Karena tatkala ditafsirkan sebagai hâl dari udkhulû, artinya mengandung konsekuensi, *seluruh kaum Muslim, termasuk Pak Maftuh* untuk menegakkan Din Islam, Din Islam yang bagaimana? Din Islam yang dikehendaki oleh Allah dan Rasul-Nya:
وَنَزَّلْنَا عَلَيْكَ الْكِتَابَ تِبْيَانًا لِكُلِّ شَيْءٍ وَهُدًى وَرَحْمَةً وَبُشْرَىٰ لِلْمُسْلِمِينَ {٨٩}
“Dan Kami turunkan kepadamu Al-Kitab (Al-Qur’an) sebagai penjelasan atas segala sesuatu, petunjuk dan rahmat serta kabar gembira bagi orang-orang yang berserah diri.” (QS. Al-Nahl [16]: 89)

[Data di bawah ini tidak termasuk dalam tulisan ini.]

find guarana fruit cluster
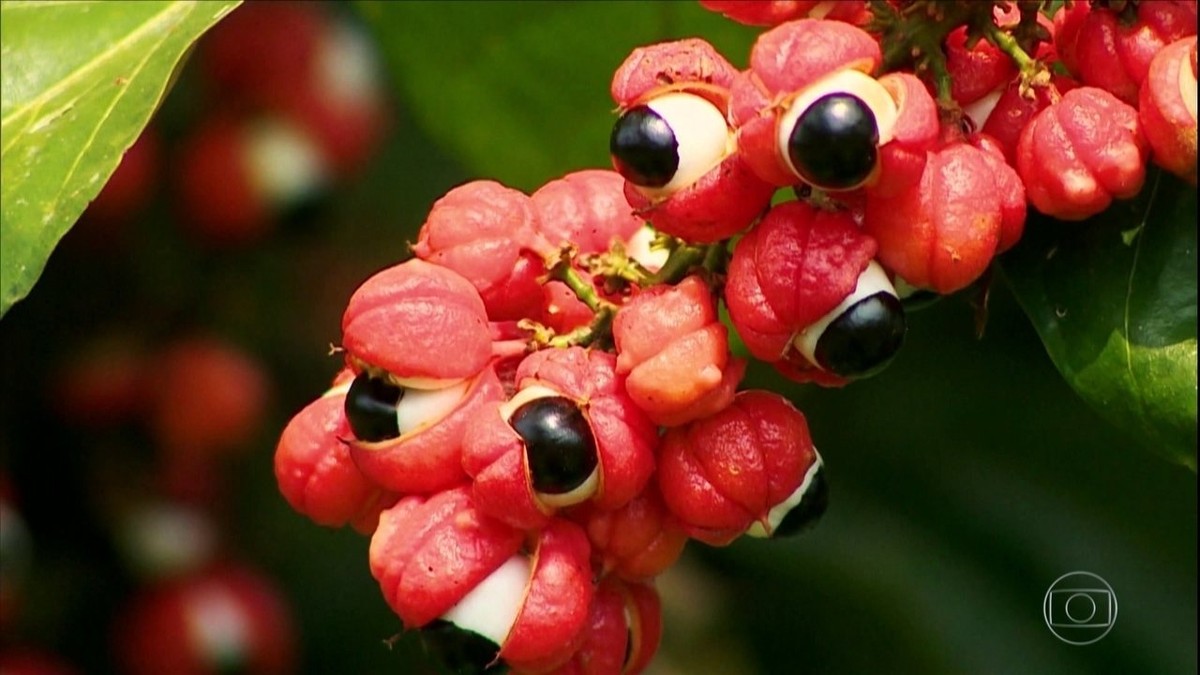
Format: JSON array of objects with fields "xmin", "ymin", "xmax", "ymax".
[
  {"xmin": 275, "ymin": 0, "xmax": 1196, "ymax": 674},
  {"xmin": 82, "ymin": 1, "xmax": 388, "ymax": 250}
]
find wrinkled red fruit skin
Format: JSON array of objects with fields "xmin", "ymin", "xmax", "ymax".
[
  {"xmin": 343, "ymin": 366, "xmax": 504, "ymax": 494},
  {"xmin": 944, "ymin": 26, "xmax": 1016, "ymax": 106},
  {"xmin": 725, "ymin": 202, "xmax": 876, "ymax": 386},
  {"xmin": 370, "ymin": 486, "xmax": 524, "ymax": 628},
  {"xmin": 967, "ymin": 133, "xmax": 1028, "ymax": 253},
  {"xmin": 658, "ymin": 390, "xmax": 816, "ymax": 546},
  {"xmin": 980, "ymin": 77, "xmax": 1079, "ymax": 166},
  {"xmin": 115, "ymin": 565, "xmax": 296, "ymax": 675},
  {"xmin": 530, "ymin": 169, "xmax": 642, "ymax": 253},
  {"xmin": 1016, "ymin": 86, "xmax": 1148, "ymax": 220},
  {"xmin": 730, "ymin": 19, "xmax": 882, "ymax": 186},
  {"xmin": 1138, "ymin": 36, "xmax": 1196, "ymax": 185},
  {"xmin": 500, "ymin": 518, "xmax": 595, "ymax": 671},
  {"xmin": 148, "ymin": 335, "xmax": 270, "ymax": 459},
  {"xmin": 863, "ymin": 142, "xmax": 1003, "ymax": 294},
  {"xmin": 571, "ymin": 483, "xmax": 688, "ymax": 581},
  {"xmin": 864, "ymin": 72, "xmax": 940, "ymax": 197},
  {"xmin": 413, "ymin": 180, "xmax": 545, "ymax": 321},
  {"xmin": 700, "ymin": 0, "xmax": 871, "ymax": 26},
  {"xmin": 342, "ymin": 258, "xmax": 492, "ymax": 380},
  {"xmin": 462, "ymin": 347, "xmax": 658, "ymax": 530},
  {"xmin": 552, "ymin": 577, "xmax": 662, "ymax": 675},
  {"xmin": 612, "ymin": 276, "xmax": 745, "ymax": 426},
  {"xmin": 1055, "ymin": 0, "xmax": 1196, "ymax": 106},
  {"xmin": 275, "ymin": 370, "xmax": 396, "ymax": 534},
  {"xmin": 611, "ymin": 38, "xmax": 774, "ymax": 244}
]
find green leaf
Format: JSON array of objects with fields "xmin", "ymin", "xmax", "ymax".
[
  {"xmin": 1003, "ymin": 171, "xmax": 1196, "ymax": 471},
  {"xmin": 358, "ymin": 1, "xmax": 758, "ymax": 190},
  {"xmin": 0, "ymin": 0, "xmax": 238, "ymax": 316}
]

Rasulullah ﷺ pun bersabda:
«يَا أَيُّهَا النَّاسُ إِنِّي قَدْ تَرَكْتُ فِيكُمْ مَا إِنِ اعْتَصَمْتُمْ بِهِ فَلَنْ تَضِلُّوا أَبَدًا كِتَابَ اللَّهِ وَسُنَّةَ نَبِيِّهِ»
“Wahai umat manusia, sesungguhnya aku telah meninggalkan bagi kalian apa-apa yang jika kalian berpegang teguh pada keduanya maka kalian tidak akan tersesat selama-lamanya yaitu Kitabullah dan Sunnah Nabi-Nya.” (HR. Al-Hakim dan al-Baihaqi dari Ibn ’Abbas r.a.)
Bukan halusinasinya syaithan, mengingat awal ayat ini di awali dengan khithab berkaitan dengan keimanan, dan ditutup dengan larangan mengikuti khuthuwat syaithan, baik syaithan golongan jin maupun manusia, yang berupaya menyimpangkan Islam, menghiasi keburukan berwajah kebaikan semisal ajaran sesat kaum liberal dengan beragam embel-embelnya semisal Islam Liberal, dsb:
قَالَ رَبِّ بِمَا أَغْوَيْتَنِي لَأُزَيِّنَنَّ لَهُمْ فِي الْأَرْضِ وَلَأُغْوِيَنَّهُمْ أَجْمَعِينَ
“Iblis berkata: "Ya Rabb-ku, demi sebab Engkau telah memutuskan bahwa aku sesat, pasti aku akan menjadikan mereka memandang baik (perbuatan buruk) di muka bumi, dan pasti aku akan menyesatkan mereka semuanya.” (QS. Al-Hijr [15]: 39)
[17/12, 17:08] Irfan Abu Naveed1: Selengkapnya, sudah ana rangkumkan di sini:
http://www.irfanabunaveed.net/2015/04/penjelasan-para-ulama-atas-perintah.html?m=1
[17/12, 17:25] M.Nursyamsi: تفسير الجلالين
ونزل في عبد الله بن سلام وأصحابه لما عظموا السبت وكرهوا الإبل بعد الإسلام ﴿يا أيها الذين آمنوا ادخلوا في السَّلم﴾ بفتح السين وكسرها الإسلام
﴿كافة﴾ حال من السلم أي في جميع شرائعه
﴿ولا تتبعوا خطوات﴾ طرق
﴿الشيطان﴾ أي تزيينه بالتفريق
﴿إنه لكم عدو مبين﴾ بيِّن العداوة.
تفسير الميسر
يا أيها الذين آمنوا بالله ربًا وبمحمد نبيًا ورسولا وبالإسلام دينًا، ادخلوا في جميع شرائع الإسلام، عاملين بجميع أحكامه، ولا تتركوا منها شيئًا، ولا تتبعوا طرق الشيطان فيما يدعوكم إليه من المعاصي. إنه لكم عدو ظاهر العداوة فاحذروه.